À la Banque mondiale, le groupe Réduction de la pauvreté (au sein du Réseau de lutte contre la pauvreté et de gestion économique) a récemment été rebaptisé en « Réduction de la pauvreté et équité ». L’équipe du département de recherche qui se consacre à la pauvreté s’appelle désormais « Pauvreté et inégalité ». Le nouveau logo de la Région Amérique latine et Caraïbes revendique des « Opportunités pour tous », et celle-ci a beaucoup travaillé à l’élaboration d’un nouvel indice d’égalité des chances [Human Opportunity Index (HOI)], que les dirigeants des pays utilisent souvent désormais.

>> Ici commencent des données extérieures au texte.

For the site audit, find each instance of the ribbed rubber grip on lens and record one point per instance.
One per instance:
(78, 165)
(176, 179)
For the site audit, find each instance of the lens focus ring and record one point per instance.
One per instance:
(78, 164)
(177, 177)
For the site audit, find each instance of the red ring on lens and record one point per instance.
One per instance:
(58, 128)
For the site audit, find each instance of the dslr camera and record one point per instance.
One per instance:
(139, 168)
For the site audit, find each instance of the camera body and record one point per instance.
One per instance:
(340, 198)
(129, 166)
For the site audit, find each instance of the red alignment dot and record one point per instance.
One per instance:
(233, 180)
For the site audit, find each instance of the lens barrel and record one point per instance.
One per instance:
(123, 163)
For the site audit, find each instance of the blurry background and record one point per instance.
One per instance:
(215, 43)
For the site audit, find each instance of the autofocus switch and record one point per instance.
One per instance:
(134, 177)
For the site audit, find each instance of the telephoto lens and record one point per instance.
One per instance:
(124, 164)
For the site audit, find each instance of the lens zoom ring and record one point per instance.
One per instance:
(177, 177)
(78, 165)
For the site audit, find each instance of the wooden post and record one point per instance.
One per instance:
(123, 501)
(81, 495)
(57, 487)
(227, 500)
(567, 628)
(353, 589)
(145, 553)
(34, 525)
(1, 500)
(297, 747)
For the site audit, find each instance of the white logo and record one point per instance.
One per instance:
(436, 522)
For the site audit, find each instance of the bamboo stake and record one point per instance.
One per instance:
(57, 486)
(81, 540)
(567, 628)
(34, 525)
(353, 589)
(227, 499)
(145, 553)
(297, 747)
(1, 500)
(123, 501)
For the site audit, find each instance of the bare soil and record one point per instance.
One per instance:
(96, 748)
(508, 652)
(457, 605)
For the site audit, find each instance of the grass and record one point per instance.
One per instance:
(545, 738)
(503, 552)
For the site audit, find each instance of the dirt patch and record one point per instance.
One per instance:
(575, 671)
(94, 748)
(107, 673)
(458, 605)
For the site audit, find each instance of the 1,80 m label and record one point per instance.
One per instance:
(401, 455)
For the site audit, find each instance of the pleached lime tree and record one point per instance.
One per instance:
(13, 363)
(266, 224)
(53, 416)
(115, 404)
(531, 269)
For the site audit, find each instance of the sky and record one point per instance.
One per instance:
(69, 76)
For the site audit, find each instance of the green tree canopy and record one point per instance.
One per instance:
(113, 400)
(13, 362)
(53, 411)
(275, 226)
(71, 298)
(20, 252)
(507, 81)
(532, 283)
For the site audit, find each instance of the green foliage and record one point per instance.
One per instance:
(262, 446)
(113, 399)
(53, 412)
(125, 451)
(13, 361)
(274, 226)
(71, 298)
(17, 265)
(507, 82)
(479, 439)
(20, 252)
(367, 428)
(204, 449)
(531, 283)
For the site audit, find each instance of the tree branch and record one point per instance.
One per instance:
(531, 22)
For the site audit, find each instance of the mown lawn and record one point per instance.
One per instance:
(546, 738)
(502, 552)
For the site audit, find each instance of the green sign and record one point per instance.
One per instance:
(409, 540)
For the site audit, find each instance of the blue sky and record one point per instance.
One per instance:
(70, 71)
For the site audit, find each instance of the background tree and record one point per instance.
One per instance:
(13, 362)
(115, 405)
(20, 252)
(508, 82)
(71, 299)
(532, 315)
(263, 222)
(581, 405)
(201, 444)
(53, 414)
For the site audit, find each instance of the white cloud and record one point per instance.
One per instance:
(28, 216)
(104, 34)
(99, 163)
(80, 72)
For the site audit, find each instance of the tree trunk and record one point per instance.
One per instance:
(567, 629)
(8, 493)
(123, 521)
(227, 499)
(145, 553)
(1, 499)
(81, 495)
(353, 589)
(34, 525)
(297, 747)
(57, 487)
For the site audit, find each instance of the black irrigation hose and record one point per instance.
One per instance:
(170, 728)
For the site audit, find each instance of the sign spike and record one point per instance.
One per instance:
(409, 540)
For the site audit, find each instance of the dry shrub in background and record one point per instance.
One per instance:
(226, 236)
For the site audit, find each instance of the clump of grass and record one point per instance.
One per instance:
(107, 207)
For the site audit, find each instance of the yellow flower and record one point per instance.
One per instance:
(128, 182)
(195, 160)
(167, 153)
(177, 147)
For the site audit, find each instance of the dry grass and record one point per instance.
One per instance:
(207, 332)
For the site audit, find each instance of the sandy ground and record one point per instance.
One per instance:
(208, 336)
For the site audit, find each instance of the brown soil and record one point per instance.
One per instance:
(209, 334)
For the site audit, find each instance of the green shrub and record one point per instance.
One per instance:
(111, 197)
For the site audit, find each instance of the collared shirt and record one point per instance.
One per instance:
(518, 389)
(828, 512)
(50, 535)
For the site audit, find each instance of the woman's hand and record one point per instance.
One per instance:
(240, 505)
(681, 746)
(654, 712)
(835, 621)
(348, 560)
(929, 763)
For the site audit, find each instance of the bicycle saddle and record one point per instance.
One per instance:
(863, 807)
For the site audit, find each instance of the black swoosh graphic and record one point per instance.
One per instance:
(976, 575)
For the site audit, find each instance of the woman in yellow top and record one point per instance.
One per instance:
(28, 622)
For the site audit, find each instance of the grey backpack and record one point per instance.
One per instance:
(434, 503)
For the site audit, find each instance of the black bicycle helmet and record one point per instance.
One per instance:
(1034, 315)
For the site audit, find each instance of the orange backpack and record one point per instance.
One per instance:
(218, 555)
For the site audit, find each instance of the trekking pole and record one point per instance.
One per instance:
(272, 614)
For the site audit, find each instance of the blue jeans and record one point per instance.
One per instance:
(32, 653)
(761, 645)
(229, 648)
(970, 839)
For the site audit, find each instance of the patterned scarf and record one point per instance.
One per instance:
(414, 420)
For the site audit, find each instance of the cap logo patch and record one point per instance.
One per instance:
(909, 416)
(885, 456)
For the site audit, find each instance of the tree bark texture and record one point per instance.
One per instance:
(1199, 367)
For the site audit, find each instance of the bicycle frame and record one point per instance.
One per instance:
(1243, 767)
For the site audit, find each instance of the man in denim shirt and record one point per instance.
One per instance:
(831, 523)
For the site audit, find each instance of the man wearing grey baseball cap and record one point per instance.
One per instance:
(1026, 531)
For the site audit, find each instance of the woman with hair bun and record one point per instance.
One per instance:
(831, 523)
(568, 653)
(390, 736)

Le très influent indice de développement humain a été révisé par le PNUD afin de prendre davantage en compte les inégalités. En 2007, la Banque asiatique de développement a publié un rapport sur les inégalités en Asie, dans lequel le concept d’inégalités des chances tenait également une grande place.
Aucune de ces évolutions ne peut être attribuée au WDR 2006. À coup sûr, la plupart de ces changements, et d’autres, se seraient de toute façon produits. Mais je pense néanmoins que nombre de ceux qui, comme moi, ont eu la chance de travailler sur ce rapport sont fiers d’avoir pris part et contribué à leur mesure à un mouvement plus vaste de réintroduction des concepts de distribution et de justice sociale au cœur du débat sur les politiques de développement. Aucun observateur sensé ne nierait que la croissance économique constitue le pilier central d’une stratégie de lutte contre la pauvreté à long terme. Cependant, il n’en est pas moins vrai qu’une telle stratégie sera vraisemblablement plus éclairée et, in fine, plus efficace si les questions de distribution et d’équité ne sont pas laissées de côté. Nul doute que la conférence ABCDE sera l’occasion d’en apprendre encore beaucoup sur le sujet.